Soixante ans après la fuite du Dalaï-lama, figure internationale et prix Nobel de la Paix, la cause tibétaine s'essouffle, comme anesthésiée par le temps qui passe et l'émergence de la Chine comme superpuissance mondiale.

Au Tibet même, Pékin a annihilé toute opposition organisée. Et à l'étranger, peu à peu, par peur de représailles commerciales, les chefs d'État n'osent plus s'afficher avec le dirigeant bouddhiste, même si son image reste très largement positive.

« Le sort du Tibet est entre les mains de l'État chinois [...] Les Tibétains à l'extérieur de la région n'ont pas vraiment de prise sur le sort du Tibet, Dalaï-lama compris », déclare Nathan Hill, tibétologue à l'École des études orientales et africaines (SOAS) de Londres.

En 2007, le dirigeant religieux déclarait que sa terre natale vivait « sa période la plus sombre depuis 2000 ans ». L'année suivante, quelques mois avant les JO de Pékin, des manifestations et des émeutes meurtrières avaient secoué la capitale tibétaine, Lhassa.

« On ne voit plus de manifestations comme ça aujourd'hui », note Kate Saunders, de l'association américaine Campagne internationale pour le Tibet. Elle l'explique par deux raisons : l'adhésion des Tibétains à la non-violence prônée par le Dalaï-lama et la surveillance massive des autorités.

Le chef spirituel tibétain appelle à une autonomie pour le Tibet - et non plus à l'indépendance - mais les négociations entre ses émissaires et Pékin sont au point mort depuis 2010. Les critiques de la Chine l'accusent de jouer la montre en attendant que la mort du vieux dirigeant vienne atténuer la pression internationale.

« État policier »

Redoutant que la désignation de son successeur ne soit phagocytée par le gouvernement chinois, le 14e Dalaï-lama, 83 ans, laisse souvent entendre que sa lignée, perpétuée depuis le XIVe siècle, pourrait s'éteindre à sa mort.

Mais Pékin a déjà manifesté son intention d'intervenir dans le processus de sélection des hauts dirigeants du bouddhisme tibétain.

Si le Dalaï-lama reste un orateur populaire, il a réduit ses déplacements à l'international et n'a pas rencontré de dirigeant étranger depuis 2016.

« Il est certain que l'engouement pour le Tibet que les Occidentaux ont manifesté dans les années 1980 et les décennies suivantes a fortement diminué », estime Katia Buffetrille, ethnologue et tibétologue à l'École Pratique des Hautes-Études (EPHE) à Paris.

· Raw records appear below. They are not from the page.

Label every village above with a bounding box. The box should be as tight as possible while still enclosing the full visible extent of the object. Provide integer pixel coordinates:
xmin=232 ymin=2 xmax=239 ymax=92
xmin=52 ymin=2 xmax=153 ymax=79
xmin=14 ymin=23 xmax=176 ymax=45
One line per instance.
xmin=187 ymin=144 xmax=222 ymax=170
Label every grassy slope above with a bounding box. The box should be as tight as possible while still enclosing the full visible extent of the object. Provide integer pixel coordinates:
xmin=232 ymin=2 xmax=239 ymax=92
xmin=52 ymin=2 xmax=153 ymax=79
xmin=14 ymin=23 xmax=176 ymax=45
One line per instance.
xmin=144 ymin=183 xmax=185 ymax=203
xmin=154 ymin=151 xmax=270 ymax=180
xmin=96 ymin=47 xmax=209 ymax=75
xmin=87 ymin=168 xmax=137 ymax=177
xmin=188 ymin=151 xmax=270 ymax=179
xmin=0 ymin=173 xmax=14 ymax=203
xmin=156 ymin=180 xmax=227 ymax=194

Même l'Inde, qui offre l'asile au Dalaï-lama depuis 1959, ne se montrerait plus aussi accueillante qu'auparavant : selon la presse indienne, le gouvernement pousserait les fonctionnaires à ne plus s'afficher à ses côtés, par peur de froisser Pékin.

Et alors que la campagne menée à l'étranger s'essouffle, les Tibétains de Chine luttent pour maintenir leurs traditions.  

« Ils vivent dans un État policier totalitaire. S'ils contestent les restrictions, ils en subissent les conséquences », déclare Gray Tuttle, professeur à l'Université Columbia à New York.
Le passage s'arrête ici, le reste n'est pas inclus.